Deployment & data plane

The single most consequential decision is where the model runs and under what contract. Get this wrong and nothing else in the architecture matters; every subsequent design decision is downstream of whether PHI can legally flow through the system at all.

HIPAA-eligible inference

Use one of:

  • Direct enterprise contract with the model provider, with a Business Associate Agreement (BAA) that explicitly covers the API endpoints you are using.
  • AWS Bedrock under the AWS BAA, with the specific model confirmed in scope.
  • Google Cloud Vertex AI under the Google Cloud BAA, with the specific model confirmed in scope.
  • Azure OpenAI under the Microsoft BAA, with the specific deployment confirmed in scope.

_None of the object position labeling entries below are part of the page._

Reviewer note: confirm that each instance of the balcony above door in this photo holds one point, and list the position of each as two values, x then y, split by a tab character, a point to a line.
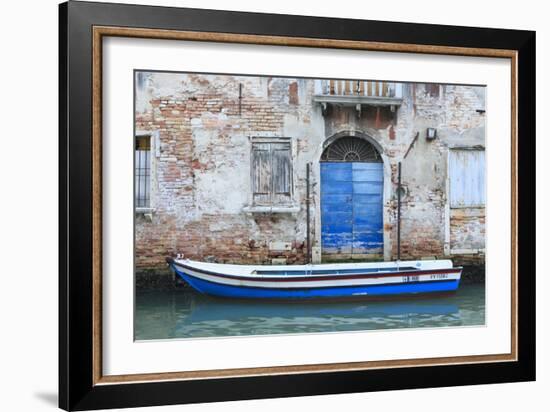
358	93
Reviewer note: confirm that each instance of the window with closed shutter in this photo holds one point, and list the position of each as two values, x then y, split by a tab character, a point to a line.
271	172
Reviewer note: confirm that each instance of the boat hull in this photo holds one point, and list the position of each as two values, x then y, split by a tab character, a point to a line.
326	287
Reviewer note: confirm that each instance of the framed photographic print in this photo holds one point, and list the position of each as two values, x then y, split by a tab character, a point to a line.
257	205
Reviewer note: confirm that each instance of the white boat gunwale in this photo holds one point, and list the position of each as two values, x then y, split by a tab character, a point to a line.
408	270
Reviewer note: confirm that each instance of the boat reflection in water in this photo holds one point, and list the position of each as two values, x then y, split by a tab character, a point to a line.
185	314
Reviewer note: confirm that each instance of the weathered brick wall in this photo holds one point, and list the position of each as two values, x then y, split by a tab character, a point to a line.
202	171
203	168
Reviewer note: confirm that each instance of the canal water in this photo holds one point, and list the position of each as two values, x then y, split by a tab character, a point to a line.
185	314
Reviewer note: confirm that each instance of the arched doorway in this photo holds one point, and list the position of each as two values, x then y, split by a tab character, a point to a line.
352	183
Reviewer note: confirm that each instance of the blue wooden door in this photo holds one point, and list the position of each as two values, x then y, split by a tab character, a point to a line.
351	208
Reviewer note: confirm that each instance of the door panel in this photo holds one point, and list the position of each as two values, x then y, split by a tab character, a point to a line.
351	208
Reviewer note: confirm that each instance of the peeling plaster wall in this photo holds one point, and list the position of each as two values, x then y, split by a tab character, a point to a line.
202	170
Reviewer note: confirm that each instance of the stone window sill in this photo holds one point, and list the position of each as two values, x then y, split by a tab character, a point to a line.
272	209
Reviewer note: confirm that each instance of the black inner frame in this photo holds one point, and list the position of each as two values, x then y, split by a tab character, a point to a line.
76	389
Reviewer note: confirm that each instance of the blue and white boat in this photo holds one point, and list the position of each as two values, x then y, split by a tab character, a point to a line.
319	281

Default consumer or developer-tier API access is not BAA-covered, even if the underlying model is the same. The contract is the difference, not the model weights.

What to verify before sending PHI

  • BAA executed with the model provider.
  • BAA executed with the cloud host (if different).
  • BAAs in place with every subprocessor in the chain (logging, observability, fine-tuning vendors, vector DB host).
  • Zero data retention confirmed in writing: prompts and completions are not retained for vendor model improvement or human review.
  • Vendor-side telemetry disabled or replaced with your own HIPAA-controlled logging.
  • Specific features in scope. Not all betas, tools, or model variants are BAA-eligible. Verify the exact configuration.
  • Data residency pinned to US (or your required region). HIPAA does not strictly mandate residency, but payer contracts and state law often do.
  • Model improvement opt-ins disabled.

Tenancy and isolation

Single-tenant or strongly isolated multi-tenant. If your platform serves multiple covered entities, every layer (inference, retrieval index, logs, caches) must enforce tenant boundaries. Cross-tenant retrieval is the failure mode that ends companies.

Network architecture

  • Private connectivity to inference endpoints (VPC endpoints, Private Service Connect) where supported.
  • Egress controls so the model context cannot exfiltrate PHI to unintended destinations.
  • Secrets in a managed secrets store, not in code or environment files.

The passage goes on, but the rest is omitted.